I carefully closed the wainscoting, and we walked downstairs.

Mrs. Miller walked out of her room. “Pearl Washington,” she said and looked at us. “And a crowd. What are you doing using your hidey hole in the middle of the night?”

Ginny went for a hug and was unable to easily pull herself away.

“This feels so good,” Mrs. Miller said. “How are you sweetheart?”

“I’m good Auntie Elizabeth,” Virginia said and made her escape.

“We have to go,” I said, and I walked over to Mrs. Miller. “Do you have anyone here with you?”

“No. I’m waiting for Marc.”

Before I could gather myself to figure out what to do about this terrible thing, Adrianne walked over and took Mrs. Miller’s hand.

“You all be careful,” she said to me. “I’ll stay here.”

I led the rest of us down the stairs.

The front light was off. I disabled a motion timer, using the chops I learned when we were escaping as girls.

I opened the street door slowly and looked out. Then, I stepped back. Two men were walking up my stoop next door.

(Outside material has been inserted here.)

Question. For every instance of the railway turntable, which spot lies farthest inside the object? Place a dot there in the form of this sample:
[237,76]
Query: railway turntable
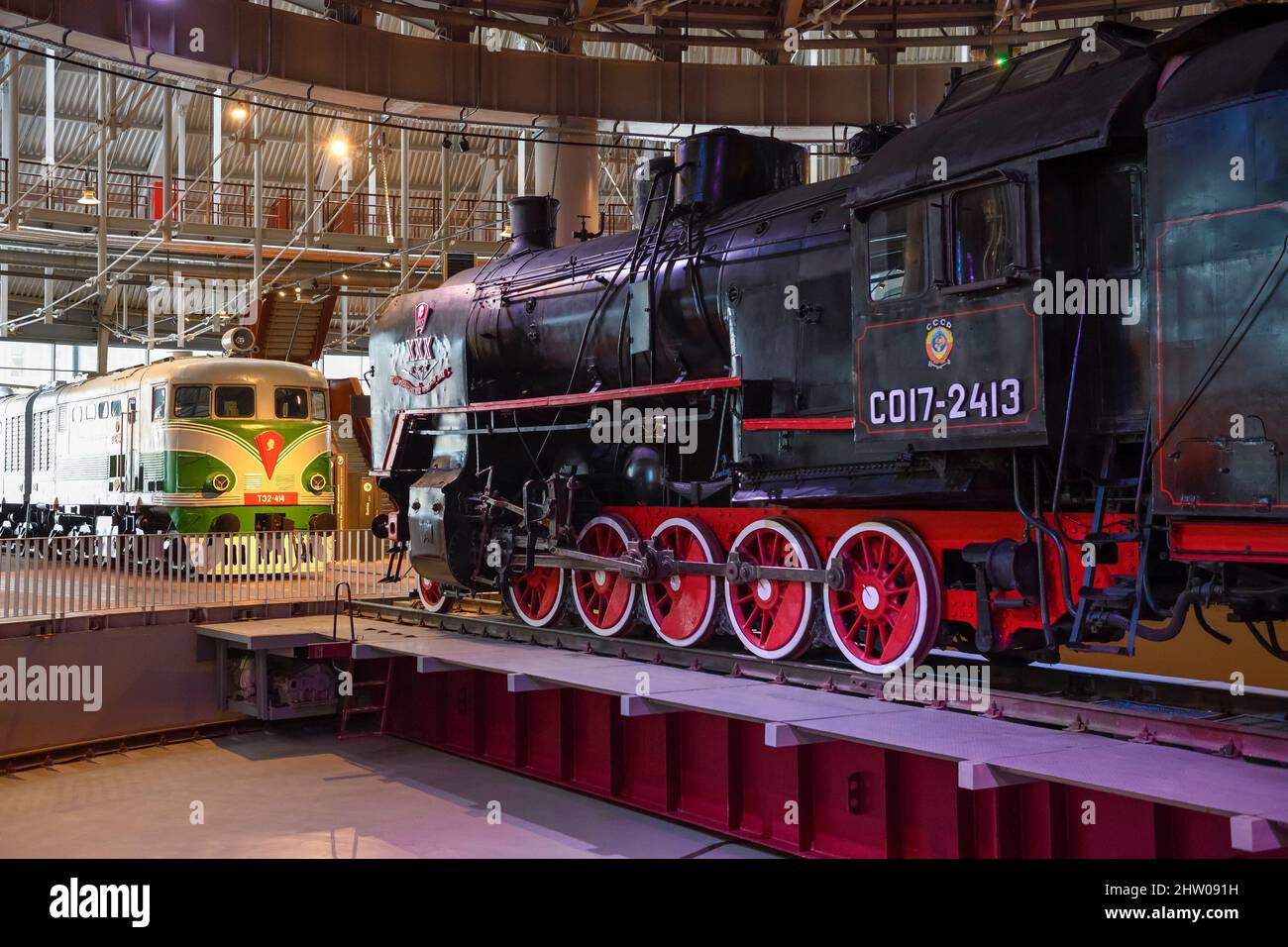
[735,749]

“Come on. We don’t have but a minute until they see we’re gone,” I said.

All three of us hunkered down and ran along the parked cars to Viola’s car sitting at the distant curb.

The trunk was open and a man looked up. But I had to kick him to get him to release the bag he thought he was going to run away with. Then I had to kick him again when he tried to grab it back. I allowed the one who was stretched across the back seat to pull himself out of the car door with the broken window. And we watched them both run down the street.

“Just in time,” I said and slammed down the lid to the trunk.

“Virginia, see if you can find space in the back.”

“It’s a mess back there,” Ginny said.

I turned on the car and saw my company running out of my house.